The problem is im really confused lol. Sorry can you explain how it is consistent with the 1.3k? For my understanding 6.8kΩ > 1.3kΩ so if a value that is greater than 1.3k, it should be overdamped? 1.5k,1.3k,1k, and 560 looks very similar to each other. Sorry for the trouble >.<
Why do you think that a value greater than 1.3 kΩ should be overdamped. What you did was set up an equality for the case of it being critically damped and then guess which side of that was overdamped and which side was underdamped. Don't guess! Set up the inequality specifically for the case of the circuit being overdamped. Also, ask if your conclusions make sense. What if the resistor value was zero? Would the LC part of the circuit be able to ring? What if the resistor value was so large that it effectively isolated the LC from the source (allowing just a bit of energy to sneak in)? Would the LC part of the circuit stop ringing?
In the underdamped pictures, it appears you have your oscilloscope triggered on a positive edge, so you will notice that the first positive going cycle on the simulation is the same amplitude as the oscilloscope. Run your simulation with a 750 Hz square wave. Then you can trigger on the positive edge of the square wave to start the oscilloscope. On edit ... added simulation setup and virtual oscilloscope ....
I think I'd agree with that. Can you run some sims between 1.3 kΩ and 1.4 kΩ to narrow it down more? I suspect we will find that the 1304 Ω value is right on the money. I don't have any sim software installed on my home machine anymore and I'm not interested in chewing up what little space I have left on this drive by installing any.
Zooming way in, and varying R1 in steps of 10 Ohms from 1300 Ohms to 1400 Ohms, 1300, 1310, and 1320 are overdamped, 1330 is critical (Yellow trace), and >=1340 undershoot:
Thanks. So the question is what accounts for the very small difference (0.02%) between your sim results and the theoretical calculations?
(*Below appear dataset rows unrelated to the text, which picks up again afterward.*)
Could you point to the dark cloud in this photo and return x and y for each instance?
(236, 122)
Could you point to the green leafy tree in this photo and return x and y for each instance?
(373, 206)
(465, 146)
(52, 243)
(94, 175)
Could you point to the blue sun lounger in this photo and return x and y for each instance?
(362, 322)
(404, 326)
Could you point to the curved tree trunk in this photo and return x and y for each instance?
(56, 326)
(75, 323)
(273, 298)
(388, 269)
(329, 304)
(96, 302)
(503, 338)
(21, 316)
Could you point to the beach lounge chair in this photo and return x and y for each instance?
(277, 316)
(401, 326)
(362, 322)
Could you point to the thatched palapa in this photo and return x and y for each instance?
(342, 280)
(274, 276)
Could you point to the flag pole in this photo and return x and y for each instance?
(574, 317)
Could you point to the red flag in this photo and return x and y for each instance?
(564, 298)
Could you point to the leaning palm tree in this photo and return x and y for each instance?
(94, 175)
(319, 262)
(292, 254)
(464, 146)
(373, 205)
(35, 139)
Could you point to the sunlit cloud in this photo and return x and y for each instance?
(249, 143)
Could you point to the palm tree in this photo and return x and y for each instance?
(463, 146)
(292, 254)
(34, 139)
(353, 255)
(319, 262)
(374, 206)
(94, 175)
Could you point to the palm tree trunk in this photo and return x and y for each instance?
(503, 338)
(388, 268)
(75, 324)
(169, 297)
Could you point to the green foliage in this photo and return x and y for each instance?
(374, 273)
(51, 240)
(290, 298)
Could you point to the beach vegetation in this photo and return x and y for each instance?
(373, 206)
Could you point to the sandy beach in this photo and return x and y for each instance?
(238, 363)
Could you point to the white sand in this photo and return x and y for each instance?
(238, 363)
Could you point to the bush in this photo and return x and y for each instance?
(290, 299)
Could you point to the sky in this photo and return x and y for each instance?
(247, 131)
I'm willing to bet that it is in your simulator, given all of the various quantization and time-step errors that exist in simulators. Heck, I suspect that just the choice of integration method might account for it. But they have definitely served their purpose in showing that 1.3 kΩ is right at the critical value for the resistor and that it is overdamped for smaller R and underdamped for larger R (just as would be expected).